Fundamentalists who say Catholic priests adopted distinctive dress in the fifth century to put themselves above the laity have got it backwards. Actually, it was the laity who changed their attire, not to distinguish themselves from priests, but to keep up with fashions.

Catholic priests simply retained their manner of liturgical dress. Priestly vestments are no more than stylized secular Roman garments which have accrued symbolic, liturgical significance over the centuries.

Answered by: Catholic Answers Staff

God bless you
Fran

The answer begins in the Book of Exodus…28 - 29…recalling off top of my head these chapters.

The priest is set aside because his work is the Sanctuary and the Word of God…

Christ alone is the High Priest…who began His ministry when He entered heaven on the Feast of the Ascension.

Priests are set aside for this holy work. They are the intercessors of Christ.

It is Christ alone Who ministers to us in His Word and Sacrament. I cannot make Eucharist, I cannot make the Mass…I can get a missalette and read all the words and copy the priest’s gesture…but that is my own form of private prayer and nothing more.

Christ ministers to us through Baptism, confession, Holy Communion, healing. The Lord Himself is the bond in Holy Matrimony, we ‘married to Jesus’ so to speak…Christ ministering to us in Holy Orders.

We have Christ present among us in the tabernacle.
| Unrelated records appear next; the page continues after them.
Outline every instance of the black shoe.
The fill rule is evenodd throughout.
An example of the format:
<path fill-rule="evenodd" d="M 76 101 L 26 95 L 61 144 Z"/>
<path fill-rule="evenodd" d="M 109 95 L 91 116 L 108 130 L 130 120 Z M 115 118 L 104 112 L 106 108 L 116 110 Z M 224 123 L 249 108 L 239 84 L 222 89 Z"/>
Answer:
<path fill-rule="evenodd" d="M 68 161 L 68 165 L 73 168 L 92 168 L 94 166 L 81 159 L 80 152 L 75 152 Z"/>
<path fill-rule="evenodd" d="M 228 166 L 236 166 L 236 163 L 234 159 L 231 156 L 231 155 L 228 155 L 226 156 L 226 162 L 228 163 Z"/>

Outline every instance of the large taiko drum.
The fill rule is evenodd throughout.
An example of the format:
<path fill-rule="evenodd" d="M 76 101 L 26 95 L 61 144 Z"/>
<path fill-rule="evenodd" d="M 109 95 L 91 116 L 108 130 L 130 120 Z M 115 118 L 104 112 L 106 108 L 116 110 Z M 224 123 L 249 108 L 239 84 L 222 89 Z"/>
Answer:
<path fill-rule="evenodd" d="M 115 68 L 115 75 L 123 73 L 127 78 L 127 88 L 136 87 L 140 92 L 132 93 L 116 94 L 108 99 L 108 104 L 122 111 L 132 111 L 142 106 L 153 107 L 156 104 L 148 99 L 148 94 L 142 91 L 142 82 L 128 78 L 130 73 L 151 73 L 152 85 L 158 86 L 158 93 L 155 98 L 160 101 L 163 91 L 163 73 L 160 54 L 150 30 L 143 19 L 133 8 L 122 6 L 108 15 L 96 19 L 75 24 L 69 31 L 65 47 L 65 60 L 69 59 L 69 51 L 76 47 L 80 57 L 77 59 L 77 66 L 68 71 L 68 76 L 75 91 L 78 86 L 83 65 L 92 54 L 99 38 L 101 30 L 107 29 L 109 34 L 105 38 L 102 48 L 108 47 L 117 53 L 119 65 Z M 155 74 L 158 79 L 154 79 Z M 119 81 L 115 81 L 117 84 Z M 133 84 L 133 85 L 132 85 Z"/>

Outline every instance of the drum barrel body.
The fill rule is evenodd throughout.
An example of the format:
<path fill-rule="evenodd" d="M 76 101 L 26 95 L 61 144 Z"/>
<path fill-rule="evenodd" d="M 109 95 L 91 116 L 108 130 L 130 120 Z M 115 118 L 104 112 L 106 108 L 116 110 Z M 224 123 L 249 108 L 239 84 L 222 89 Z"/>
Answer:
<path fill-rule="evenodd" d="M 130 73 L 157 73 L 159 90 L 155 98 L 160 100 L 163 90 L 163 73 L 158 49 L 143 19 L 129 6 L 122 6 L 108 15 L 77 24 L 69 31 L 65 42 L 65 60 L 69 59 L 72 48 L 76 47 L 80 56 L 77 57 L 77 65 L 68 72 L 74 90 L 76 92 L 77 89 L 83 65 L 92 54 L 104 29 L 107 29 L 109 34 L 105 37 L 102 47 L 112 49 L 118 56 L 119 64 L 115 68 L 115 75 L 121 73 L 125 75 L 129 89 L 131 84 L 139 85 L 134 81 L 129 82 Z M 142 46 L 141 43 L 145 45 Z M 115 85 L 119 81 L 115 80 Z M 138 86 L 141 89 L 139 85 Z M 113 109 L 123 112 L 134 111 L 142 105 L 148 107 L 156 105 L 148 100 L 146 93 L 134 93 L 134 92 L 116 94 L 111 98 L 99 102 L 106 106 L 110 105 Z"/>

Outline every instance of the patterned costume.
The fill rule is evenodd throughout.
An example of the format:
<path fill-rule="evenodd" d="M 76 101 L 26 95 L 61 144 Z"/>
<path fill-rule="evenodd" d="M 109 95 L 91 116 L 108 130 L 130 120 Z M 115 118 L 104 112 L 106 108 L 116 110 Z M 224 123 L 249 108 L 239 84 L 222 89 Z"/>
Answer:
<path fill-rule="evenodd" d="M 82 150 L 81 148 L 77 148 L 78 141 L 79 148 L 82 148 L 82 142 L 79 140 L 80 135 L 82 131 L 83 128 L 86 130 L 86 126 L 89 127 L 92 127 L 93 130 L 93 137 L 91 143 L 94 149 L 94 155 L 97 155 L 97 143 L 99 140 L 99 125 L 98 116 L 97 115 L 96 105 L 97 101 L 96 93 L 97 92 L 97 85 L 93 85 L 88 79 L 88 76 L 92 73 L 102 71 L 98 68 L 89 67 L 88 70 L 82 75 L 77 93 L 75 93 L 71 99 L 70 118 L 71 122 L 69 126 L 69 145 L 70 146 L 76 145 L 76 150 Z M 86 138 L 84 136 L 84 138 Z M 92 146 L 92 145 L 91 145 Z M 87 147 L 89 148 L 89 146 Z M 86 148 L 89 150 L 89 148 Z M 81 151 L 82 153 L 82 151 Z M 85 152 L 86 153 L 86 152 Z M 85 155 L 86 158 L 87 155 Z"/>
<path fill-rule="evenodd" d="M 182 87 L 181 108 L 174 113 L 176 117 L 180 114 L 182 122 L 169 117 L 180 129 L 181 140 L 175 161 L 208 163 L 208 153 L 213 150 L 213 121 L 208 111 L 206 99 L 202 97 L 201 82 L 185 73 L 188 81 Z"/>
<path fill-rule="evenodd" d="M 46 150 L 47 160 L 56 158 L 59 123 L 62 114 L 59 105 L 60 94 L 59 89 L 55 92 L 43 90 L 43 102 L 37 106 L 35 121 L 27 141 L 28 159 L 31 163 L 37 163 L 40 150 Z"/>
We have His Presence because of our priests.

Where God alone was present in the ancient Temple on the Mercy Seat with two cherubs facing Him…He now comes to us in the Sacrament and remains with us in the tabernacle.

When we receive Holy Communion, we are receiving the same God Who separated the Red Sea, Who became the Pillar of Fire, Who fed His people Manna from heaven…Who became Body, Blood, Soul, and Divinity of Jesus Christ given to us through the hands of the common priest.

We as Catholics do not pray enough or do penance enough to protect our priests from the Evil One…as Satan seeks out to destroy priests more than any other souls. The mystics have seen the souls of priests in hell, and they always know who they are because of the crosses on their hands.

I went to a Baptist wedding yesterday. The minister was wearing a certain kind of robe, no one else wears anything like that. The bride was in a white gown, no one wears anything like that but when they marry. The groom and wedding party wore outfits totally different from anyone in church. There were 2 members of the Armed Forces, who both wore their uniforms, part of the wedding party, with encouragement of the church. My friend told me that at other times they have other people with distinctive clothing - their choir members, their scouts and other youth programs, they sometime honor police, all encouraged to wear uniforms. So much for clothing.

Re: distinction in general, one might say at least a third of the gospels consists of Jesus separating his apostles from others, for special training; separate special formation, above and beyond the message given to all listeners. There is no hint of a generic church where everyone is an apostle, in the gospels or later New Testament.